« L’amie prodigieuse »
FERRANTE Elena
(Gallimard)
Romance napolitaine. Le Naples de la fin des années 50 de l’autre siècle. L’extrême misère. La violence, celle qu’Elena Ferrante maintient aux frontières de son récit, mais qui suinte et imprègne de manière constante ce roman. Et dans ce contexte-là, l’amitié de deux fillettes, une amitié qui se noue à l’école et qui survit aux aléas de l’existence. Elena, la narratrice, que son institutrice conduira vers le « savoir », d’abord via le collège puis via le lycée en dépit de l’opposition de ses parents (et en tout premier lieu de sa mère). Lila, la rebelle, dont les prédispositions auraient pu l’autoriser à emprunter un chemin similaire, mais qui ne bénéficiera pas sur ce versant conforme de la société de « l’ascenseur social ». Lila se construira cependant en solitaire les bases de son propre « savoir », afin de ne pas perdre le contact avec son amie, afin d’être en mesure de continuer à la fréquenter d’égale à égale. Et Lila, arrivée à l’âge d’adolescence, empruntera un autre « ascenseur social », celui qui sinue au cœur de cette société où quelques-uns se sont arrogé le droit de vie et de mort. Un mariage prématuré mais longuement préparé. Une volonté permanente de se dégager de la gangue, de ne pas reproduire la médiocre et misérable existence de ses parents. Alors qu’Elena prend son essor, reçoit les louanges de ses professeurs, conteste un peu l’ordre dominant avant de très vite réintégrer le moule.
La vie n’est évidemment pas un long fleuve tranquille.
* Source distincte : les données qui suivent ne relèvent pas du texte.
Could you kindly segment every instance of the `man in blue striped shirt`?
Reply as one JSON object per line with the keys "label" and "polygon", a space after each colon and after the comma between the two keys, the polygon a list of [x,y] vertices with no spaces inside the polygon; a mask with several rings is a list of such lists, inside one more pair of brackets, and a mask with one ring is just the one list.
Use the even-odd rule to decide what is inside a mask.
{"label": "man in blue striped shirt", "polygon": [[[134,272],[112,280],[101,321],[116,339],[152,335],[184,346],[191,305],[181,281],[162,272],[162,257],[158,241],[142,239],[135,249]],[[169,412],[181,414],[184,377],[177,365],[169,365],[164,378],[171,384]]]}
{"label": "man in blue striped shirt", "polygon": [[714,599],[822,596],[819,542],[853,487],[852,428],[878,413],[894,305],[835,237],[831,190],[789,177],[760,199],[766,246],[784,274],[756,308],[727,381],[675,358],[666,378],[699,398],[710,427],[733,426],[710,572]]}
Elle l’est d’autant moins dans le contexte si particulier d’une ville où la misère est une donnée récurrente. Les parcours d’Elena et de Lila divergent. Mais elles éprouvent l’une et l’autre l’incessant besoin de se retrouver, au point qu’Elena désertera provisoirement le lycée au moment où Lila entrera dans la phase active de la préparation de son mariage. Un mariage fastueux puisque Lila épousera en grandes pompes un épicier dont la réussite sociale résulte d’habiles compromis passés avec ceux qui régentent la vie du quartier.
« L’amie prodigieuse » est, dans ses descriptions détaillées de la vie d’un quartier populaire, un attachant roman social. Elena et Lila évoluent dans les limites que leur imposent des lois non écrites mais respectées par tous. Chacune à sa façon, elles tentent d’échapper à leur condition de prolétaire. Elena par la scolarité. Lila, en créant pour son cordonnier de père, des modèles de chaussures dont un des prototypes fournira au récit sa provisoire conclusion. Puisqu’il semble évident que ce roman connaîtra une suite, ce que laisse supposer son introduction qui se situe, elle, dans les temps d’aujourd’hui.